7. Originally Posted by tabstop
After you found the first person, where are you going to put the second person? You don't want them at the head of the list....
that's exactly that! I figured out that my logic is flawed in that respect

8. Originally Posted by tabstop
After you found the first person, where are you going to put the second person? You don't want them at the head of the list....
Tabstop has clicked onto the major logic problem here, that I also noticed reading the first post.
The algorithm you describe can only work for a list with at most two items.
As soon as you have 3 items say (15, 10, 5) then it can never work.

First step would be to locate the 5 and move it to the front, giving (5, 15, 10)
Not sorted, so continue.
Next step would be to locate the 5!! and move it to the front, giving (5, 15, 10)
Not sorted, so continue.
Next step would be to locate the 5!!!!
... etc

What you need to do is have two separate lists. One list of unsorted items, and one list of sorted items. You find the smallest from the unsorted list, remove the item from that list, and then append it to your other list.
Once the unsorted list is empty, you swap the list pointers over to put your newly sorted list back in place, and you're done.

9. Originally Posted by iMalc
Tabstop has clicked onto the major logic problem here, that I also noticed reading the first post.
The algorithm you describe can only work for a list with at most two items.
As soon as you have 3 items say (15, 10, 5) then it can never work.

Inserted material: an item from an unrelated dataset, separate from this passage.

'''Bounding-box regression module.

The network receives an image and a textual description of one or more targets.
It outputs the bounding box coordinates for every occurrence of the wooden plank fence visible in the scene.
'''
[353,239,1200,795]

First step would be to locate the 5 and move it to the front, giving (5, 15, 10)
Not sorted, so continue.
Next step would be to locate the 5!! and move it to the front, giving (5, 15, 10)
Not sorted, so continue.
Next step would be to locate the 5!!!!
... etc

What you need to do is have two separate lists. One list of unsorted items, and one list of sorted items. You find the smallest from the unsorted list, remove the item from that list, and then append it to your other list.
Once the unsorted list is empty, you swap the list pointers over to put your newly sorted list back in place, and you're done.
I think, although I didn't try it out, that he can get away with doing this in place, by moving the "head" forward -- use an extra pointer that can take the place of head in calls to MoveNode and in starting the walk-forward-looking-for-min loop.

10. Yes indeed he can; the only difference with such an implementation being that to keep it as one list you'd be connecting the node that you append to the sorted list, to the remainder of the unsorted list, upon each append instead of null-terminating. Otherwise the two approaches are logically identical.

In fact, if you simply don't connect the two lists together, and don't null-terminate the sorted list after each append either, (deferring the null-terminating until the original list is empty) you end up doing even less work / with less code.